Do Squats, Ride Subway: Moscow Begins Accepting 30 Squats In Place Of 30-Ruble Metro Fare
Muscovites can now enjoy leg cramps as they ride their city’s metro, as Russia’s capital has launched a program where the normal 30-ruble fee ($0.92) has a second option: perform 30 squats in under two minutes.
As the country prepares for the 2014 Winter Olympics in Sochi next February, its Olympic Committee is taking creative steps to ensure each Russian citizen feels (at least a little bit) like an athlete. Prior to the 30-squat subway fare, the Committee introduced exercise bands on city buses in place of plain leather straps, and equipped city bikes with cell phone chargers to promote more active transportation.
The machine looks something like an ATM, with a camera to track your movement and a screen to count each squat. A thick blue runway extends from the bottom and ends up on two ghosted feet, where the hopeful traveler prays she doesn’t fail at 29 repetitions when the time expires. However, only one station, Vystavochnaya, which is located in the city’s business district, allows riders to exercise as payment, RIA-Novosti reports. The other 189 locations still require actual money.
Several Russian Olympic athletes unveiled the machine. Champion gymnast Alexei Nemov had his hand at it, as did fellow gymnast Yelena Zamolodchikova. After that, non-Olympians were given a go.
"It was hard at first but I managed it," Lyudmila, a young woman who tried out the machine, told the Agence France-Presse. "Two minutes is enough time."
The three measures outlined by the Committee serve to boost the city’s overall awareness that sport can be incorporated into daily life, and that the Olympic spirit doesn’t have to be confined to a three-week period every four years.

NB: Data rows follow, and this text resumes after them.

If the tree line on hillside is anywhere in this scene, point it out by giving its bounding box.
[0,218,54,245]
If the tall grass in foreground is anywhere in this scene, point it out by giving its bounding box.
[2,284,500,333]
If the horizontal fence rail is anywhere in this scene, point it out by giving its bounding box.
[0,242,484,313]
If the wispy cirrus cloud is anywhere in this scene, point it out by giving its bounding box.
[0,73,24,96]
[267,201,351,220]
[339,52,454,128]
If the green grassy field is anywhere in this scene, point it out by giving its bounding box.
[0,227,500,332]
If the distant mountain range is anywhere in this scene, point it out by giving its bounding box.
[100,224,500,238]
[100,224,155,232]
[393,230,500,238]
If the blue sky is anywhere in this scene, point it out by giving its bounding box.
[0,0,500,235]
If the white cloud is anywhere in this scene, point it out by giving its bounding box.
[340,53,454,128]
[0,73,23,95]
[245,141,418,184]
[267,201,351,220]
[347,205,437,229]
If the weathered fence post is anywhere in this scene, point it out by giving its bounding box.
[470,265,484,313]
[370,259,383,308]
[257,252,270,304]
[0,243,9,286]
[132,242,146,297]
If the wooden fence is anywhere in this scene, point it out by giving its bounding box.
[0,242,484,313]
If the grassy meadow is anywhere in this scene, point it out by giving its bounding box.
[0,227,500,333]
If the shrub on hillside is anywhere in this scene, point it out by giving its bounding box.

“We wanted to show that the Olympic Games is not just an international competition that people watch on TV, but that it is also about getting everyone involved in a sporting lifestyle,” Alexander Zhukov, president of the Russian Olympic Committee, told RIA-Novosti.
The display will be available through November, officials reported. The 2014 Olympics in Sochi are scheduled to begin Feb. 7.